Google releases Gemini 2.5 as model competition continues

Google’s Gemini 2.5 launches with benchmark gains in reasoning, science, and code tasks

Google releases Gemini 2.5 as model competition continues
Gemini 2.5 Pro preview

On March 25, Google introduced Gemini 2.5 — the latest version of its large language model. The system is described as a “thinking” model, built to reason through prompts instead of just predicting likely responses.

Its release adds another entry into the growing field of high-capacity models, where OpenAI, Anthropic, and Mistral are also shipping frequent updates. Performance differences are narrowing, while workflows, pricing, and usability shape day-to-day adoption.

Claimed improvements in science and coding

Gemini 2.5 Pro Experimental is claimed to outperform previous versions on science, math, and reasoning benchmarks. It topped LMArena, a benchmark based on human evaluations, and performed well in domain-specific tasks such as AIME, GPQA, and SWE-Bench Verified.

On SWE-Bench, a coding benchmark using agent-based problem solving, Gemini 2.5 scored 63.8% — a noticeable increase over what was previously reported for Gemini 2.0. Google also claimed that the model avoided test-time techniques like majority voting, instead embedding reasoning into the model’s core.

Performance comparison: how Gemini 2.5 stacks up

Gemini 2.5: Comparison table

Compared to earlier models and competing systems, Gemini 2.5 shows claimed gains across several benchmarks:

  • Reasoning: On Humanity’s Last Exam, Gemini 2.5 scored 18.8%, compared to GPT-4.5’s 6.4% and Claude 3.7’s 8.9%.
  • Science: On the GPQA benchmark, it scored 84.0%, edging past GPT-4.5 (71.4%) and landing close to Claude 3.7 and Grok 3.
  • Mathematics: On AIME 2024, Gemini 2.5 scored 92.0% — higher than other listed models. For AIME 2025, the score was 86.7%.
  • Agentic coding: On SWE-Bench Verified, the model scored 63.8%, ahead of GPT-4.5 (49.3%) and Claude 3.7 (70.3%).
  • Code editing and generation: In Aider Polyglot and LiveCodeBench tasks, Gemini 2.5 delivered improvements in both accuracy and formatting compared to older runs.
  • Context length: Long context performance was also claimed to improve, with 94.5% accuracy on MRCR (Multi Round Coreference Resolution), a test of how models retain references over long text windows.

These results, while benchmarked, don’t capture deployment friction, latency, or downstream integration — factors that typically shape real adoption.

Extended context and multimodal inputs

Gemini 2.5 supports up to 1 million tokens per prompt, with a 2 million token window in progress. It can process multiple input formats — including text, audio, video, images, and full code repositories.

It’s available through Google AI Studio and the Gemini app. Rollout to Vertex AI is expected next.

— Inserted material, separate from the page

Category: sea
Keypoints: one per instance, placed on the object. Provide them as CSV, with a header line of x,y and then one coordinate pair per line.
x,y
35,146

OpenAI maintains traction in deployment and tools

While Gemini 2.5 shows technical gains, OpenAI’s GPT-4.5 remains widely used for daily workflows. Its API integrations, assistant infrastructure, and model tuning options continue to influence team decisions.

OpenAI has leaned into tool support, while other models — including Claude 3.7 and Grok 3 — are developing similar ecosystems to stay competitive.

Enterprise teams now weigh use cases over model scores

Gemini 2.5 adds another strong contender for teams dealing with scientific, coding-heavy, or long-context tasks. But benchmarks only tell part of the story.

The decision often comes down to context: integration speed, pricing structure, latency, and how well a model fits existing workflows. With more updates coming from Anthropic and open-weight players like Mistral, the field remains fluid.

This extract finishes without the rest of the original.